Von Björn Hengst, Roland Nelles und Severin Weiland
Bei den Themen Bauen, Wohnen und Verkehr beschränken sich Union und FDP im Koalitionsvertrag auf zahlreiche allgemeine Aussagen. "Uns geht es darum, Mobilität zu ermöglichen und nicht zu behindern", heißt es in den Passagen zur Verkehrspolitik. Der Bundesverkehrswegeplan müsse "an die aktuellen Bedürfnisse und Entwicklungen angepasst werden". Umweltverbände wie der Naturschutzbund sind dennoch alarmiert: Die neue Bundesregierung setze "auf neue Betonorgien beim Straßenbau, während der Schienenverkehr durch die Steuerfreiheit von Flugzeugbenzin weiter benachteiligt werde".

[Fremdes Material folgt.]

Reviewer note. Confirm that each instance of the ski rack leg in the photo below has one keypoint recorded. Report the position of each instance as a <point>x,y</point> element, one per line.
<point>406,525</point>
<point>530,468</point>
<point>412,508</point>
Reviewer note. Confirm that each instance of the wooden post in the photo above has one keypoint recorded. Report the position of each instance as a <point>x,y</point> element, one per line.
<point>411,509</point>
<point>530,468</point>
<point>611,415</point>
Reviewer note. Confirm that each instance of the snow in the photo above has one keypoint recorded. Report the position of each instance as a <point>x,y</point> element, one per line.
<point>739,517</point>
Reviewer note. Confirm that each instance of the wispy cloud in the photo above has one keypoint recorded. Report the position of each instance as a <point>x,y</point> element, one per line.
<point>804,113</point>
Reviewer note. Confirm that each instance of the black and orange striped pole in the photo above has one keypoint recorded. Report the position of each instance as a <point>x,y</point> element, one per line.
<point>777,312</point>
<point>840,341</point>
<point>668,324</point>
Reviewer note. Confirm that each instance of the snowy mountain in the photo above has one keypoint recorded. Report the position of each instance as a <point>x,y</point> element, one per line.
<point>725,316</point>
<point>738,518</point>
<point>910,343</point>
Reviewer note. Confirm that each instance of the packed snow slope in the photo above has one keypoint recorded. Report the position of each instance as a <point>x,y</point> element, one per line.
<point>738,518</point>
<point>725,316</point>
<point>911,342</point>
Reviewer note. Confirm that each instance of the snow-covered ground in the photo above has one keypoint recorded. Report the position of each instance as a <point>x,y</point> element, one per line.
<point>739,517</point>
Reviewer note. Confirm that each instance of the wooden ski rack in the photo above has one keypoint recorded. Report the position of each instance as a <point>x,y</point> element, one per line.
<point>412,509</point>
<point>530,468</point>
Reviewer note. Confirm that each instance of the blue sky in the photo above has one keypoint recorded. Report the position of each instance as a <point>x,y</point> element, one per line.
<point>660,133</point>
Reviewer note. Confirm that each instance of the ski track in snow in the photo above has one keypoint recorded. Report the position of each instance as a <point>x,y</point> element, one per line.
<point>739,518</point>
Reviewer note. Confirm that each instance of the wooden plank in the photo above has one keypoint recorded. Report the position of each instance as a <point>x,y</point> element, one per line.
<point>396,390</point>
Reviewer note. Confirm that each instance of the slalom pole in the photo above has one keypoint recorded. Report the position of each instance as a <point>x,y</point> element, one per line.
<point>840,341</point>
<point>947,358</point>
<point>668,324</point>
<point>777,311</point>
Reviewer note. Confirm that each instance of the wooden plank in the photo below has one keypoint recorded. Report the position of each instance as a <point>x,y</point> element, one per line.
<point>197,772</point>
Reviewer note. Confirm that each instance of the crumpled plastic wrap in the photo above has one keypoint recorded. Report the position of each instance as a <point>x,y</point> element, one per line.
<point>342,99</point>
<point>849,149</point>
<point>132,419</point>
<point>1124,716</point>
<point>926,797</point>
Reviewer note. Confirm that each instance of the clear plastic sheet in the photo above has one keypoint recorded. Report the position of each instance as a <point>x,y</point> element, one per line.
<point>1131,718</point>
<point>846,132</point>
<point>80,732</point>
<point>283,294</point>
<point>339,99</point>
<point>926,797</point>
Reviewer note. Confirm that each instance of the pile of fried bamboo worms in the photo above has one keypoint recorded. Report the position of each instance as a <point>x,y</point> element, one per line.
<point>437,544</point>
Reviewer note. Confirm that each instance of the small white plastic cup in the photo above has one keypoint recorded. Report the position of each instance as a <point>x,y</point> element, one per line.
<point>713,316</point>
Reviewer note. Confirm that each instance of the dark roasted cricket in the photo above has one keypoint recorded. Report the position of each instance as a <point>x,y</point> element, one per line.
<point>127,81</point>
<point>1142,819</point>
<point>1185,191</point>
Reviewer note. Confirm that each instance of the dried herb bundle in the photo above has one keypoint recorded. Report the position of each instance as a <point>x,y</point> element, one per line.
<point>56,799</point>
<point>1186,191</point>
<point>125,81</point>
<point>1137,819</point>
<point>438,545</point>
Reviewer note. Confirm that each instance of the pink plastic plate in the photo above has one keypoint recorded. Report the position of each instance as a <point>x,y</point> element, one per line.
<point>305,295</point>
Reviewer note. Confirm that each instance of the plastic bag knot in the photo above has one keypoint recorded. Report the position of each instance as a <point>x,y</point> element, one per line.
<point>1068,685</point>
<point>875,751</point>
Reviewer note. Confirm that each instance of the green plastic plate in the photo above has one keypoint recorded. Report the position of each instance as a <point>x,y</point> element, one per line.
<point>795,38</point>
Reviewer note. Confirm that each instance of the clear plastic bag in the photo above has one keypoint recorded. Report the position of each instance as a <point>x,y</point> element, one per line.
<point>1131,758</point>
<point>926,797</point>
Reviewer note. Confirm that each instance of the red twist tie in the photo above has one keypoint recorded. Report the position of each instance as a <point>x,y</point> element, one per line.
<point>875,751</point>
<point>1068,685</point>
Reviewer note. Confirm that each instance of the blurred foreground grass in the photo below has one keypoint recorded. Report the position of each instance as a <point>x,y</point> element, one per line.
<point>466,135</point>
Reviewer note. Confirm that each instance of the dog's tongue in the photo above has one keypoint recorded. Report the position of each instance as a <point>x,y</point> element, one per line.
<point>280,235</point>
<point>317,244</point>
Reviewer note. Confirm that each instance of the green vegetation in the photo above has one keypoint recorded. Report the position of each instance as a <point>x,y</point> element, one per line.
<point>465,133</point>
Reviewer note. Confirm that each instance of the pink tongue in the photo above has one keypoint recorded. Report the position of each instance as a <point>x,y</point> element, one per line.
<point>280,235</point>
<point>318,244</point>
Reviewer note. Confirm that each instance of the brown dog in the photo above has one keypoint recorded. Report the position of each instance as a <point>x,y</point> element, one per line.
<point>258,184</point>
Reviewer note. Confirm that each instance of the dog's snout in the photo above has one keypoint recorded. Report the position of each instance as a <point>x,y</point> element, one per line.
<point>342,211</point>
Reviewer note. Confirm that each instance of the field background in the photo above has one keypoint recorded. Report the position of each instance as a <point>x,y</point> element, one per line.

Das Schienennetz der Bahn bleibt nach dem Willen der neuen Regierung in der Hand des Staates. Netz, Bahnhöfe und Energieversorgung sollen bei der schrittweisen Privatisierung des Konzerns nicht an Investoren verkauft werden. Sie würden "im Zusammenhang mit der staatlichen Infrastrukturverantwortung stehen". Die Große Koalition hatte den Teilverkauf der Bahn im vergangenen Jahr wegen der Finanzmarktkrise abgesagt.
Schwarz-Gelb will darüber hinaus die Wohneigentumsquote erhöhen. "Dazu werden wir die Eigenheimrente vereinfachen", heißt es im Koalitionsvertrag.